Grigore referma la porte derrière eux, puis s’assit lentement, le regard grave.
— « Frère Piotr, vous avez tenu… longtemps. Les démons n’ont pas eu raison de vous tout de suite, mais la mort a fini par s’approcher. »
Piotr hocha la tête, le poids de ses souvenirs lui écrasant la poitrine.
— « Mon village… qu’est-il advenu ? » murmura-t-il.
Grigore détourna le regard, un silence lourd suspendu entre eux.
— « Skologord a été rasé. Vos fils reposent là-bas, ils ont entrepris leur ultime voyage. Quand vous serez remis, je vous conduirai à leurs sépultures. »
Une ombre passa sur le visage de Piotr. Il chercha des réponses pour les femmes de sa vie.
— « Et ma femme ? Mes filles ? »
Un long silence s’installa, épais, presque insoutenable. Grigore baissa les yeux.
— « La Mère Supérieure Marie, des Sœurs de Sainte Marie-Madeleine de la Miséricorde, pourra mieux vous expliquer… Elle vous attend. Je vais vous conduire à elle. »

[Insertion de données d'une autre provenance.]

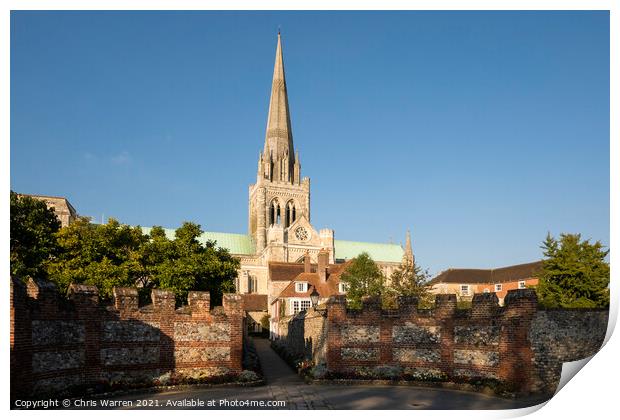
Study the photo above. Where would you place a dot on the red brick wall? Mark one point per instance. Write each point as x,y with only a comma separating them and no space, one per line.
487,341
58,344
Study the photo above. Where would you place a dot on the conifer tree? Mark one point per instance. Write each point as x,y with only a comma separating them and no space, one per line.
574,273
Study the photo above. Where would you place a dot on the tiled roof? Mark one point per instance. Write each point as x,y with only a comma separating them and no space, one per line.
345,250
490,276
236,243
279,271
254,303
325,289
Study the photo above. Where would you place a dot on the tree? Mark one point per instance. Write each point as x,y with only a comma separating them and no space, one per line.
113,254
574,273
33,226
189,265
411,280
363,278
105,255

Le nom éveilla un souvenir lointain, comme une rumeur entendue jadis sur les routes : l’ordre pieux qui, derrière ses prières et ses gestes de charité, savait aussi manier la lame qui met fin aux souffrances. Miséricorde… compassion pour les uns, coup de grâce pour les autres.
Piotr sentit la tension monter, une boule dans la gorge. Il n’était pas encore prêt, mais il devait avancer.